The upper limit of alveolar capillary recruitment in a young man with lung growth impairment.

In order to obtain further insight into the adaptive mechanisms relating to gas exchange in anatomically small lungs, tests of mechanical lung function and gas exchange were made in an active young man, whose lung growth had been severely impaired due to pectus excavatum developed in childhood. We found our patient to have small (total lung capacity, 59% of predicted) but mechanically normal lungs. He had a normal cardiac output, a normal single-breath diffusing capacity (100% pred), and a high diffusion coefficient (148% pred) associated with a high pulmonary capillary blood volume (131% pred) at rest. Pulmonary distensibility (K) and elastic recoil were normal. During steady-state exercise he was unable to recruit further reserves of pulmonary capillaries, but this was not reflected in a plateau for oxygen consumption, which was presumably the result of an increased pulmonary capillary blood flow rather than volume.
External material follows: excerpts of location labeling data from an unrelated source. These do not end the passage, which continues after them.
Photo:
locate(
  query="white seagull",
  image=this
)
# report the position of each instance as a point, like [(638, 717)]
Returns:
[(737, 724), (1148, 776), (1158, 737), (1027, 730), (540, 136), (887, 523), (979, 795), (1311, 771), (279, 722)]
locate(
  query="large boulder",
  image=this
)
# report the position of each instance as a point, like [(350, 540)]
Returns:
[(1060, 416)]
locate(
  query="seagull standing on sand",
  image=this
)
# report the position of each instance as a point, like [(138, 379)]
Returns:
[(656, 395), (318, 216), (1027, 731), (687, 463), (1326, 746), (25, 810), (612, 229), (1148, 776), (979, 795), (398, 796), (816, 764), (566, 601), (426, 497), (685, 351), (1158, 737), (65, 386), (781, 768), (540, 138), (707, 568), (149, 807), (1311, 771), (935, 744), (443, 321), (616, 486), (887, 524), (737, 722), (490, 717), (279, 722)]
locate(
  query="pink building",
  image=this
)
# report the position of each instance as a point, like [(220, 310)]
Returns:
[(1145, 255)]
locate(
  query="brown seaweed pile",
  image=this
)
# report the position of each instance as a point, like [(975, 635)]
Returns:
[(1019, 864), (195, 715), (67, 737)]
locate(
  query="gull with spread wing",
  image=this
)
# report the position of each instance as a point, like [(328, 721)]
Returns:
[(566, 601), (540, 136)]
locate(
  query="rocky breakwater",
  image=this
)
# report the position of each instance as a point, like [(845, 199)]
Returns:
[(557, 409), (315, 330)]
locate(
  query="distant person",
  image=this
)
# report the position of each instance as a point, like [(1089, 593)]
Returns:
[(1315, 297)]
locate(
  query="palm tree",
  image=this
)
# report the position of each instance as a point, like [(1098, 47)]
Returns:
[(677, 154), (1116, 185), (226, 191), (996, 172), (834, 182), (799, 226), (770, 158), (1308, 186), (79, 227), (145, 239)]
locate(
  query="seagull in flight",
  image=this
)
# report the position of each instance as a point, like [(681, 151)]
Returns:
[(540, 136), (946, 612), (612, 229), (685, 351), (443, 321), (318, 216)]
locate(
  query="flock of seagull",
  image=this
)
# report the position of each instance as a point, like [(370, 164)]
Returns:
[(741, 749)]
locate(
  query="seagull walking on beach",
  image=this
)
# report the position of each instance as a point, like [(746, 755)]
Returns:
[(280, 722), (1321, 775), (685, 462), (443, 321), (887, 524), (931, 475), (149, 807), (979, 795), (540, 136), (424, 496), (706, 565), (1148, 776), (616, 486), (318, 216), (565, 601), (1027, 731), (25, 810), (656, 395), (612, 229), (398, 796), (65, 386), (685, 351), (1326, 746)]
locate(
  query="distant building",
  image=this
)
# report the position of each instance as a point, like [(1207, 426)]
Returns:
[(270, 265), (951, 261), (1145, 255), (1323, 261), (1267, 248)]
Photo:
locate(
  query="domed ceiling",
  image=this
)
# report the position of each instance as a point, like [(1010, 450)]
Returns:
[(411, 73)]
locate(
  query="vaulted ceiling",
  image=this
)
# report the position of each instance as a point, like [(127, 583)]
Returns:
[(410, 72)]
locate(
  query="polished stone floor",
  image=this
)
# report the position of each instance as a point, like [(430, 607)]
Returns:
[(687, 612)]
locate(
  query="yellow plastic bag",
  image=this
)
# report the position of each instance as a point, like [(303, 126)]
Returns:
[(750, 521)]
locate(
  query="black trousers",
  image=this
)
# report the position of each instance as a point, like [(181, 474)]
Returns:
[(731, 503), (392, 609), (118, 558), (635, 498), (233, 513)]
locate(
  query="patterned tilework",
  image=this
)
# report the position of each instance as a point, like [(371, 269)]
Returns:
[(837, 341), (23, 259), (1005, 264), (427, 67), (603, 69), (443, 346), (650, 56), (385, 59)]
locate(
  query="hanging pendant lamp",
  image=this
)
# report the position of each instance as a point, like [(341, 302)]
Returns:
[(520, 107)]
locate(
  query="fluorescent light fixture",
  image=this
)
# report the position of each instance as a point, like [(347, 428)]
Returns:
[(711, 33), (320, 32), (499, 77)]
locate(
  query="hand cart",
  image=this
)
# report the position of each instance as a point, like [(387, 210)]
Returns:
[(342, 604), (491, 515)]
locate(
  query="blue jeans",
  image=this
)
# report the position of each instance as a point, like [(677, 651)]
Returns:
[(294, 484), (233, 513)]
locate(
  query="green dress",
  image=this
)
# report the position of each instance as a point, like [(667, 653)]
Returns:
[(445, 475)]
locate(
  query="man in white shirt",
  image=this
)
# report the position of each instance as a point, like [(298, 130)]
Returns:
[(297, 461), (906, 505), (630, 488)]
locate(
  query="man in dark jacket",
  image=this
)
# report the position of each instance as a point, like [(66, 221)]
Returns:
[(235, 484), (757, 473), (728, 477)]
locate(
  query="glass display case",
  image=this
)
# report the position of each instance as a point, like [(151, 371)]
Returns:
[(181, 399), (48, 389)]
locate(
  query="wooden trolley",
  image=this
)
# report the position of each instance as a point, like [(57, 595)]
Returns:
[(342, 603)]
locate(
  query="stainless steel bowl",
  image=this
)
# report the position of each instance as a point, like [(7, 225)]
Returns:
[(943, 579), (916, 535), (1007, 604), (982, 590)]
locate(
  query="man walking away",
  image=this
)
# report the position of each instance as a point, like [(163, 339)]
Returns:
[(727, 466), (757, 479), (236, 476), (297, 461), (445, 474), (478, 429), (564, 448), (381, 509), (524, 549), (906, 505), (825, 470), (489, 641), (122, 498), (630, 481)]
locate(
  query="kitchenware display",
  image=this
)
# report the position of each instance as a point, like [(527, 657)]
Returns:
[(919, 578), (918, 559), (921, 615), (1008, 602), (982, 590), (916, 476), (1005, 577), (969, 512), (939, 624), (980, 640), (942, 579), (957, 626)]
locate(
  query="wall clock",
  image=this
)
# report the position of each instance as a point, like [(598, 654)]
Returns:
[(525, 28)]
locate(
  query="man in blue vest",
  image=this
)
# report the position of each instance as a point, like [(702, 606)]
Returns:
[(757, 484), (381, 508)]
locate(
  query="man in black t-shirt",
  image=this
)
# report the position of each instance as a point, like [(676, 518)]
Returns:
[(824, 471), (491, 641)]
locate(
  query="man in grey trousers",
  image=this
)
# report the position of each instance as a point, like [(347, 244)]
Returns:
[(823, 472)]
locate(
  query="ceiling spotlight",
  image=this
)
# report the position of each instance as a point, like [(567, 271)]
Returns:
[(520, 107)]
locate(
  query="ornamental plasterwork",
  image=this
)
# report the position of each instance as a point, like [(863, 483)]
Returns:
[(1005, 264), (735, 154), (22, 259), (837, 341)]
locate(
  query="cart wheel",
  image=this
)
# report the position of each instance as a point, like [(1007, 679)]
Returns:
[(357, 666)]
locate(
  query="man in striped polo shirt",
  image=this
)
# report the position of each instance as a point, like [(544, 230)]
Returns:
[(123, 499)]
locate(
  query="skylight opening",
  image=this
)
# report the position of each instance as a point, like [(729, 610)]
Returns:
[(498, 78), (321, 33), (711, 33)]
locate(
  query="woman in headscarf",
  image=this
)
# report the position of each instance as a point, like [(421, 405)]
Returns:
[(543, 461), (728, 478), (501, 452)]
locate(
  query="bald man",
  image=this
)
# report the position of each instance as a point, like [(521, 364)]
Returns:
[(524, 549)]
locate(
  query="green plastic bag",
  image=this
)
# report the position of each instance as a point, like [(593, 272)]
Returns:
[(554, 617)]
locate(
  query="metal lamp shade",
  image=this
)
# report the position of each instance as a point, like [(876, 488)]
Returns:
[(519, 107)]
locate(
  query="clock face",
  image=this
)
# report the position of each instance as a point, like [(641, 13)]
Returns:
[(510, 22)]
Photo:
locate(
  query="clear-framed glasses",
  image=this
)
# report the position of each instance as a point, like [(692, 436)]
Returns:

The recruitment of pulmonary capillary reserves in this young man has enabled him to maintain a normal maximum exercise capacity. In addition, the high stroke volume and a haemoglobin level in the high normal range (176 g.l-1) may have maintained his maximal exercise function, despite fewer alveolar units. This study suggests that, contrary to previous findings, loss of a major proportion of lung tissue need not impair exercise capacity. Patients with either small lungs or following pneumonectomy may benefit from physical training sufficient to optimize both an increase in cardiac output and recruitment of their existing alveolar capillary reserves.